CNAK : Cluster Number Assisted K-means

Determining the number of clusters present in a dataset is an important problem in cluster analysis. Conventional clustering techniques generally assume this parameter to be provided up front. In this paper, we propose a method which analyzes cluster stability for predicting the cluster number. Under the same computational framework, the technique also finds representatives of the clusters. The method is apt for handling big data, as we design the algorithm using Monte-Carlo simulation. Also, we explore a few pertinent issues found to be of also clustering. Experiments reveal that the proposed method is capable of identifying a single cluster. It is robust in handling high dimensional dataset and performs reasonably well over datasets having cluster imbalance. Moreover, it can indicate cluster hierarchy, if present. Overall we have observed significant improvement in speed and quality for predicting cluster numbers as well as the composition of clusters in a large dataset.

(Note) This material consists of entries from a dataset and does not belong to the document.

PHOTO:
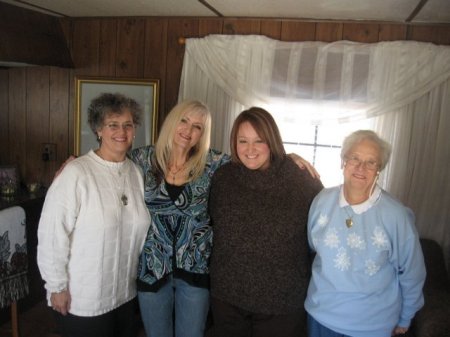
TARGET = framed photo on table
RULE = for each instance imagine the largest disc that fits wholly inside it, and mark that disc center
(144, 91)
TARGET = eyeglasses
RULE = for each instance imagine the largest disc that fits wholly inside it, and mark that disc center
(371, 165)
(116, 126)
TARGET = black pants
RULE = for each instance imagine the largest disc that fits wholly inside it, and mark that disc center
(120, 322)
(229, 320)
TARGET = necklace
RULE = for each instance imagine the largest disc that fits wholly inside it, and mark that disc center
(174, 174)
(349, 220)
(122, 176)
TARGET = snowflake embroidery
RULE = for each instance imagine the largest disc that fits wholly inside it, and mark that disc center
(371, 267)
(323, 220)
(355, 241)
(379, 239)
(342, 260)
(331, 239)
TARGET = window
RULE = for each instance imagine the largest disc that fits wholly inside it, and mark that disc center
(319, 144)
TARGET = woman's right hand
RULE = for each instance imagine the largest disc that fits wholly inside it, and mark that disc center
(72, 157)
(61, 301)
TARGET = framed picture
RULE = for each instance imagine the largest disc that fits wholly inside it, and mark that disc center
(144, 91)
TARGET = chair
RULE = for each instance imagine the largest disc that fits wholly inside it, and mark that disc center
(13, 261)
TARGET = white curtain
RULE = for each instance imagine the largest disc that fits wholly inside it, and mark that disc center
(404, 84)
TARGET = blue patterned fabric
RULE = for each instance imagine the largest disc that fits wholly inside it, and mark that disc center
(180, 228)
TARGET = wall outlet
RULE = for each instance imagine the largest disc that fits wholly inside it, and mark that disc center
(48, 151)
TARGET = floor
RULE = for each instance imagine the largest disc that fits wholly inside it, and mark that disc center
(37, 322)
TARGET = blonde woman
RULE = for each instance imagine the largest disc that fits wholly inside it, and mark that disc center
(173, 269)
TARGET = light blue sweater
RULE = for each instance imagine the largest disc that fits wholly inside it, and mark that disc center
(366, 279)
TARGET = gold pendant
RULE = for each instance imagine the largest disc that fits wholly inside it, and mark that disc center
(349, 222)
(124, 199)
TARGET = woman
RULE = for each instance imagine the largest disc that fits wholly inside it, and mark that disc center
(92, 229)
(368, 272)
(259, 205)
(173, 267)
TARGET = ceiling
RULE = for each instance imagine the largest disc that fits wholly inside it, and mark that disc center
(414, 11)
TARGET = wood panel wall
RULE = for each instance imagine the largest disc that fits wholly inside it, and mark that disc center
(37, 103)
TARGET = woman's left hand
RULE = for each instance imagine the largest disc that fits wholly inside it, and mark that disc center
(399, 331)
(304, 164)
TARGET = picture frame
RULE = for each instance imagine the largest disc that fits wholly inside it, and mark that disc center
(9, 177)
(144, 91)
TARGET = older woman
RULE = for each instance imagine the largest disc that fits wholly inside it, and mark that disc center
(368, 272)
(259, 205)
(92, 229)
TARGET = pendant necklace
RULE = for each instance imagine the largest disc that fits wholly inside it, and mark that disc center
(123, 196)
(117, 170)
(174, 174)
(349, 220)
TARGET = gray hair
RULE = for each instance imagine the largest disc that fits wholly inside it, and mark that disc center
(108, 103)
(358, 136)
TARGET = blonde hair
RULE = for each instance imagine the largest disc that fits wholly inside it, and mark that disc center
(196, 161)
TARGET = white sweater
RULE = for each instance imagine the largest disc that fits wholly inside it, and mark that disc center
(89, 242)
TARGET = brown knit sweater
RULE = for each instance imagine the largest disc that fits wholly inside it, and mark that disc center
(260, 260)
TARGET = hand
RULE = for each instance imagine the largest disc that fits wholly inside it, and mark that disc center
(61, 301)
(72, 157)
(399, 331)
(304, 164)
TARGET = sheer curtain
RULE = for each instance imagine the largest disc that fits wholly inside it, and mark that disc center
(404, 84)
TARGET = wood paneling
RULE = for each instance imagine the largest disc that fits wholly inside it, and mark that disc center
(155, 55)
(392, 32)
(39, 36)
(108, 48)
(17, 118)
(361, 32)
(329, 31)
(175, 51)
(4, 116)
(37, 122)
(298, 31)
(241, 26)
(86, 46)
(37, 104)
(210, 26)
(130, 47)
(271, 28)
(59, 126)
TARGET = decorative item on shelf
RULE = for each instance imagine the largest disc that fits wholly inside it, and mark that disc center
(33, 187)
(8, 188)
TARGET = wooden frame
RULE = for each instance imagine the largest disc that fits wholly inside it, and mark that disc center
(144, 91)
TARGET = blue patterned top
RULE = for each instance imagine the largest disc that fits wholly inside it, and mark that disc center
(181, 228)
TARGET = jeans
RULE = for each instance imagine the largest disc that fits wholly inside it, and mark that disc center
(178, 300)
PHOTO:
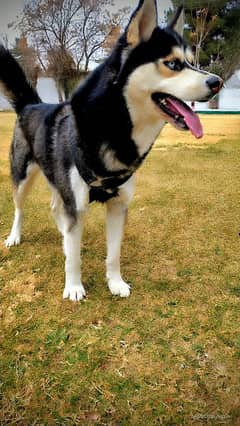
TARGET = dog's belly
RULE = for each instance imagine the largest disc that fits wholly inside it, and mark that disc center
(102, 195)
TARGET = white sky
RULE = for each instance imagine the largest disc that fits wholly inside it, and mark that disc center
(9, 9)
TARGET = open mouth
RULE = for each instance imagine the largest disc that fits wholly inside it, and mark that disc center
(179, 114)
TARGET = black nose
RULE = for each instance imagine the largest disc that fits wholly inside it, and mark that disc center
(214, 84)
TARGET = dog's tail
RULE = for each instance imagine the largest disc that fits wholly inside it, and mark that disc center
(17, 89)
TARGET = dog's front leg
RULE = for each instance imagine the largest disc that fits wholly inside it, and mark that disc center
(74, 289)
(116, 216)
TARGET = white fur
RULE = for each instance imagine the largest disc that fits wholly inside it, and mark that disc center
(109, 158)
(80, 190)
(20, 194)
(74, 289)
(15, 235)
(116, 216)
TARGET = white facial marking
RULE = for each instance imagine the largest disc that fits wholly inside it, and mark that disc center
(147, 122)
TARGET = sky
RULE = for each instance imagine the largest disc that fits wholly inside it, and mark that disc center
(9, 9)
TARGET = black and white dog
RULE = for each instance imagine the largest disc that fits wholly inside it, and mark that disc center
(90, 147)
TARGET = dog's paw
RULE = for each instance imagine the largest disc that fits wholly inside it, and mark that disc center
(13, 240)
(119, 288)
(74, 292)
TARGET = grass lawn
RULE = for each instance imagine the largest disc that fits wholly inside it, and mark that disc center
(170, 354)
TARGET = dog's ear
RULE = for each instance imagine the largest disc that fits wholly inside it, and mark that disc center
(177, 23)
(142, 22)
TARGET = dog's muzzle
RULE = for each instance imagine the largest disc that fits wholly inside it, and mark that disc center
(215, 84)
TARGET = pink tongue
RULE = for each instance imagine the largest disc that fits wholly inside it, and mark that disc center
(191, 119)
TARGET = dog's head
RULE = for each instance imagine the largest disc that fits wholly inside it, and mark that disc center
(157, 71)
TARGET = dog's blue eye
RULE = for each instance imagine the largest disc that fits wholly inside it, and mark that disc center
(174, 65)
(171, 65)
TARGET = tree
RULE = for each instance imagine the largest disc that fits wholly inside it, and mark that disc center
(27, 58)
(213, 29)
(79, 27)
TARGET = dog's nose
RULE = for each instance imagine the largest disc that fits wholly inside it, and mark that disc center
(214, 84)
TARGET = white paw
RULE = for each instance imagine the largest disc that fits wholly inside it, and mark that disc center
(13, 240)
(74, 292)
(119, 288)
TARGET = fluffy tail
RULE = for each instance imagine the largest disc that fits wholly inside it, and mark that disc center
(17, 89)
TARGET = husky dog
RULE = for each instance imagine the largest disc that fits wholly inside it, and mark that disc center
(89, 147)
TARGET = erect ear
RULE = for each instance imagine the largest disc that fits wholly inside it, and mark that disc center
(142, 22)
(177, 23)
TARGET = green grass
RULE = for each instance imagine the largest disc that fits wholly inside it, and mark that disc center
(167, 355)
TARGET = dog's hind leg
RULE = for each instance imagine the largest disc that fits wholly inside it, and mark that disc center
(116, 216)
(20, 192)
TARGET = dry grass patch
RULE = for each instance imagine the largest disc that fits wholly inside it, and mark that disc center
(167, 355)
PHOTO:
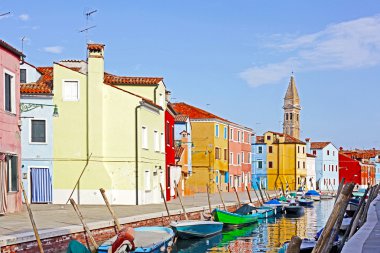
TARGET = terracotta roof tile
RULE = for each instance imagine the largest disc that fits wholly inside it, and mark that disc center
(319, 145)
(112, 79)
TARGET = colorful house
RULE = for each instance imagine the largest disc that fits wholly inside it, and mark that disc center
(326, 165)
(110, 133)
(239, 148)
(286, 161)
(210, 149)
(259, 162)
(37, 111)
(10, 136)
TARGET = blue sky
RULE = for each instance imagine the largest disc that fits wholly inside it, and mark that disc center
(233, 58)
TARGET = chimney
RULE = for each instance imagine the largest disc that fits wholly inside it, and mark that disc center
(308, 149)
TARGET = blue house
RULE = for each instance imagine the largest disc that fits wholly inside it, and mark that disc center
(37, 111)
(259, 162)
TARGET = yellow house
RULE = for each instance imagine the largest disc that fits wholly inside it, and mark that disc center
(286, 161)
(210, 149)
(107, 135)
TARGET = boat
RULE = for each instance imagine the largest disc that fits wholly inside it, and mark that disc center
(305, 202)
(313, 194)
(145, 239)
(186, 229)
(234, 219)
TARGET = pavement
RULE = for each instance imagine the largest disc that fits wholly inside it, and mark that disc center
(367, 239)
(55, 220)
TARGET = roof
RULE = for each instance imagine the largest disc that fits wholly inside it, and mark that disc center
(181, 118)
(11, 49)
(44, 84)
(127, 80)
(319, 145)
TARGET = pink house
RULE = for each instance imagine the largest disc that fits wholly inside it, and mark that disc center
(10, 143)
(239, 167)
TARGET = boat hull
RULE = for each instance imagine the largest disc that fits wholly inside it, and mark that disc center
(232, 219)
(194, 229)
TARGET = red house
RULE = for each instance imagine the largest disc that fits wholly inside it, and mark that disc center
(361, 172)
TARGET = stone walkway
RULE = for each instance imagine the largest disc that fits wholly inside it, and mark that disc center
(367, 239)
(53, 218)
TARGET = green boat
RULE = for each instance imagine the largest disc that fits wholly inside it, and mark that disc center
(233, 219)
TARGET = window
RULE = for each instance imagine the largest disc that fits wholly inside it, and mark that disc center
(9, 93)
(162, 142)
(38, 131)
(12, 165)
(156, 139)
(144, 137)
(70, 90)
(22, 75)
(147, 181)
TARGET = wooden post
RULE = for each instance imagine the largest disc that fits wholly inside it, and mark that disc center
(180, 199)
(166, 205)
(249, 195)
(72, 201)
(261, 194)
(115, 220)
(31, 218)
(237, 196)
(208, 198)
(221, 198)
(294, 245)
(323, 241)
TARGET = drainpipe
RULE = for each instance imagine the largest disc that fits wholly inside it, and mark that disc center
(137, 152)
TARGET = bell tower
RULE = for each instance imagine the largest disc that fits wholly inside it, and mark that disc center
(292, 109)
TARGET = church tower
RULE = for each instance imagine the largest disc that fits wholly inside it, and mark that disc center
(292, 110)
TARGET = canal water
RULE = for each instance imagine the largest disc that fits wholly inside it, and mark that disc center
(266, 236)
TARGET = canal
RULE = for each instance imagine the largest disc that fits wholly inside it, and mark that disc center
(266, 236)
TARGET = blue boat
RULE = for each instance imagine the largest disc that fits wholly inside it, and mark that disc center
(186, 229)
(146, 239)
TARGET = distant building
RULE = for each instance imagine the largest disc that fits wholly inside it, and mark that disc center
(326, 165)
(259, 162)
(37, 110)
(10, 144)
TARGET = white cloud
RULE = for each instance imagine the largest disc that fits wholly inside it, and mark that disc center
(347, 45)
(53, 49)
(24, 17)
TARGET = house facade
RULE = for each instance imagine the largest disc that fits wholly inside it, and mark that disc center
(210, 149)
(259, 162)
(326, 165)
(286, 161)
(106, 134)
(37, 110)
(239, 148)
(10, 134)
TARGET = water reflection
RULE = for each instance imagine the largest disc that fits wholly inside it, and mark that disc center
(265, 236)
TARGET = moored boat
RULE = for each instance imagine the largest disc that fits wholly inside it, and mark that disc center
(196, 228)
(234, 219)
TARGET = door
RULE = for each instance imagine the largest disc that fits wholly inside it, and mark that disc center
(41, 185)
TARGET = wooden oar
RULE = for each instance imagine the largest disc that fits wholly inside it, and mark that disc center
(237, 195)
(221, 198)
(166, 205)
(88, 232)
(249, 194)
(115, 220)
(180, 200)
(31, 218)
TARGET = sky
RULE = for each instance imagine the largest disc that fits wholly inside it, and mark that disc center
(232, 58)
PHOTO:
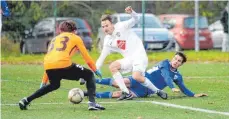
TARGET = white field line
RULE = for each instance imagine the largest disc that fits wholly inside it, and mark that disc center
(153, 102)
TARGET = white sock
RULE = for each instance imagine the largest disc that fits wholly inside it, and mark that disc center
(119, 80)
(150, 85)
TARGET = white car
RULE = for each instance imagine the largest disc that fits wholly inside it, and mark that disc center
(157, 37)
(217, 33)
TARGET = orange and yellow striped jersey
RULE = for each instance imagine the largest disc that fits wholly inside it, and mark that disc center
(62, 48)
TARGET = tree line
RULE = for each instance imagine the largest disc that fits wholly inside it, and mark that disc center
(25, 14)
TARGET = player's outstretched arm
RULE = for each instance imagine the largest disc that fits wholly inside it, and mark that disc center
(200, 95)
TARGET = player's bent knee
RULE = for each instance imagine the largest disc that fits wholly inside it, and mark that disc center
(114, 67)
(89, 75)
(54, 86)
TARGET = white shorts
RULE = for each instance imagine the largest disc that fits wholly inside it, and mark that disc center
(128, 65)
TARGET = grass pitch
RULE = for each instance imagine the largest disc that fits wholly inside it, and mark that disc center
(19, 81)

Keywords: k-means clustering, Bipartite graph, Perfect Matching, Kuhn-Munkres Algorithm, Monte Carlo simulation. 1. Introduction In cluster analysis, it is required to group a set of data points in a multidimensional space, so that data points in the same group are more similar to each other than to those in other groups. These groups are called clusters. Various distance functions may be used to compute the degree of similarity or dissimilarity among these data points. Typically Euclidean distance function is widely used in clustering. The aim of this unsupervised technique is to increase homogeneity in a group and heterogeneity between groups. Several clustering methods with different characteristics have been proposed for different purposes. Some well-known methods include partition-based clustering [26], hierarchical clustering [25], spectral clustering [27], density-based clustering [12]. However, they require the knowledge of cluster number for a given dataset a priori [12, 21, 26, 27, 36].